Jerusalem isn’t really home for her. So she hesitates, just for a moment. And
in that brief moment of hesitation, she looks back and really sees Jesus.
That little pause in her life is all that it takes. Something clicks. She notices
the light of love in his eyes as that love follows the healed men and women
down the road. This light of love is too compelling to resist. It calls to her.

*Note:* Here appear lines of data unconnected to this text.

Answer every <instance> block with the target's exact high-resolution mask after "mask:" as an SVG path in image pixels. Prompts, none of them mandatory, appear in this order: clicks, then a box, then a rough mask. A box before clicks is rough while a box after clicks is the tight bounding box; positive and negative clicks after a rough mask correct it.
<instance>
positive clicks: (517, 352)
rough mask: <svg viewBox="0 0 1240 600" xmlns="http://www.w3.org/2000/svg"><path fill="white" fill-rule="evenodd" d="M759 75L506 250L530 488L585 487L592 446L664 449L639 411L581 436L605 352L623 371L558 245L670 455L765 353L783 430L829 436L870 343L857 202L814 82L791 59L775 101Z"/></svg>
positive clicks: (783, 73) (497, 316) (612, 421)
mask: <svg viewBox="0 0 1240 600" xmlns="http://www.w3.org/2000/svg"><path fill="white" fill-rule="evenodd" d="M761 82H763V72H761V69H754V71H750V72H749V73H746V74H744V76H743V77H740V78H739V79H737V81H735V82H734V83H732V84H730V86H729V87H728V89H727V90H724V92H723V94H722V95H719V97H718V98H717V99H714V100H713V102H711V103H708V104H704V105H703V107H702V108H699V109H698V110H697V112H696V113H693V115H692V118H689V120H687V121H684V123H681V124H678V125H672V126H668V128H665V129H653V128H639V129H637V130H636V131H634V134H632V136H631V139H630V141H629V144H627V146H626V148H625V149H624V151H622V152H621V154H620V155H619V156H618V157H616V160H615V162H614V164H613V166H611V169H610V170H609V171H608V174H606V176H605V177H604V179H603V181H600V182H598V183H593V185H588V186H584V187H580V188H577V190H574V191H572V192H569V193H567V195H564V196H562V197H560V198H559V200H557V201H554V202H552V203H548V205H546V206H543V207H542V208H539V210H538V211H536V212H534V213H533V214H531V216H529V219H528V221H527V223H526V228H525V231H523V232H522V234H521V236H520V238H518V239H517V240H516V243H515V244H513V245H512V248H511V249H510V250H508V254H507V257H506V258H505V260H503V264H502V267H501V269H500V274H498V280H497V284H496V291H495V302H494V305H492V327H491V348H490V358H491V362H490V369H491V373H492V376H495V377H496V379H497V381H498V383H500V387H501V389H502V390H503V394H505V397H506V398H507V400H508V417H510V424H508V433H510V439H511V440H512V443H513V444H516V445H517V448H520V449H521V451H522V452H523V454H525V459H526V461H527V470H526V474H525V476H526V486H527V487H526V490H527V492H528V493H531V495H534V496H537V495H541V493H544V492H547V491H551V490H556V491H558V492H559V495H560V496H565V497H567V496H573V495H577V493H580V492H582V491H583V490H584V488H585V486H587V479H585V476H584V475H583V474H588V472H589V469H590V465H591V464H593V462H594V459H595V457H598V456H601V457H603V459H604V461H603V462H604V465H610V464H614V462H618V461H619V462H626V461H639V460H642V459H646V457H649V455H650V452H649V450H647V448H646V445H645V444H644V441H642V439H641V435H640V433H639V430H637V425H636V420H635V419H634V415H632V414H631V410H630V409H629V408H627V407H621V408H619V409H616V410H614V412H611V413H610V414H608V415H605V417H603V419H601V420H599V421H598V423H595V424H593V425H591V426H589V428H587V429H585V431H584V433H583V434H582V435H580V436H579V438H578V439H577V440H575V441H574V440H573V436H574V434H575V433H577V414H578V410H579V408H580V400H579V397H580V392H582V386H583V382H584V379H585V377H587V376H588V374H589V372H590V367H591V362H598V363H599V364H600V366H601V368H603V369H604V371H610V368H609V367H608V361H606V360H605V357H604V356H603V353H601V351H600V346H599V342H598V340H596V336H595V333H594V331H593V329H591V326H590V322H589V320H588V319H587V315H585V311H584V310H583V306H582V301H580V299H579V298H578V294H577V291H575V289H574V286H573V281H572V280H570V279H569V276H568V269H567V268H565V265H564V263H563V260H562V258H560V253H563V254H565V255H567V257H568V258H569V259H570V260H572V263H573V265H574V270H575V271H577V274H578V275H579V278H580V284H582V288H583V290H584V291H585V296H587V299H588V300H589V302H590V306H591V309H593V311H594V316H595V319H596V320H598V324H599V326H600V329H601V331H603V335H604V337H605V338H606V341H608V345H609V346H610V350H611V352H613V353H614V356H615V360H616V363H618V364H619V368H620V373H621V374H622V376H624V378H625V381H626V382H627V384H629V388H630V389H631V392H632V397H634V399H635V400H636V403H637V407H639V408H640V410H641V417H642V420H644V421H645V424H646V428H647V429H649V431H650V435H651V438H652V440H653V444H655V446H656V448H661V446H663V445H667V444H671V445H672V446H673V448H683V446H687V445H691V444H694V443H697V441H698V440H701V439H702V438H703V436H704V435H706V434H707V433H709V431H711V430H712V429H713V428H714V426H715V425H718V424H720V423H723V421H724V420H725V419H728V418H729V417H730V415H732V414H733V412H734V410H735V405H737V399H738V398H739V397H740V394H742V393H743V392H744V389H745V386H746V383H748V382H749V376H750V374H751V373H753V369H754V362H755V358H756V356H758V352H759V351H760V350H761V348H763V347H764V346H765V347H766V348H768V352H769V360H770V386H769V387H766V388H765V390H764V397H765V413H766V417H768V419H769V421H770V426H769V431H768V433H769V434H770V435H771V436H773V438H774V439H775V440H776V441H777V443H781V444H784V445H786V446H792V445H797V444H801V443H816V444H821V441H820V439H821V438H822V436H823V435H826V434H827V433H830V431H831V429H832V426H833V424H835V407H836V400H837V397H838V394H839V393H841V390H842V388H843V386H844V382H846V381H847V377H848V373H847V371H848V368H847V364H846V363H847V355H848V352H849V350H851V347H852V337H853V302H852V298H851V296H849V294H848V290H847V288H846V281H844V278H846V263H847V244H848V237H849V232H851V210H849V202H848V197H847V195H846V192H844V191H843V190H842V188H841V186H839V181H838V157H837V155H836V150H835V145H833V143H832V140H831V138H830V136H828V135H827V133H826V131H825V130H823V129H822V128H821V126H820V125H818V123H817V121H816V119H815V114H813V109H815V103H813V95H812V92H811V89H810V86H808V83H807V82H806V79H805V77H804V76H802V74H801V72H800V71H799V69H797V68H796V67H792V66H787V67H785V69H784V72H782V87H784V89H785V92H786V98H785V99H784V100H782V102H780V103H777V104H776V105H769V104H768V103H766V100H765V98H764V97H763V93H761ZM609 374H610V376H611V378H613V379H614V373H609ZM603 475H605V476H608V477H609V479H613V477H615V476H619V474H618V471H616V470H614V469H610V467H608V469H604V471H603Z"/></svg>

She wants to be able to love them, too. Looking down at her own smooth arms and
healed hands, she sees the chance for a new, different kind of life. Maybe
she can become a part of what Jesus is doing? That recognition plunges
her to her knees in gratitude. Right there in the middle of the road. “Go,” says Jesus. “Your faith has made you
whole.” Not just healed, but whole.
Jesus
can’t help but wonder, though: “Where are the nine?” he asks with sad longing. “Were
not ten made clean?”
“Here
we are, Jesus. Sitting safely in our pews, doing what you told us to do.”
Hear
the Good News: Jesus opens the door and waits, even for us. Perhaps, at the end of today’s
service, you will join me in taking a deep breath before we say the Post-Communion
prayer together. In the silence, let’s see if we can’t recognize God’s loving,
strengthening presence somewhere in our lives: in a healing touch, in a moment
of relief, in a loving hand, in a true word. Let’s give thanks for that moment before
we head out to parish business or back home into our lives. Just as it’s the broken
cracks in our souls that let God’s light enter our hearts, it’s our moments of deep gratitude that let that light change our lives. Seven hundred years ago,
the German mystic Meister Eckhardt wrote this: “If the only prayer you ever say
in your entire life is thank you, it will be enough.” Thanks be to God!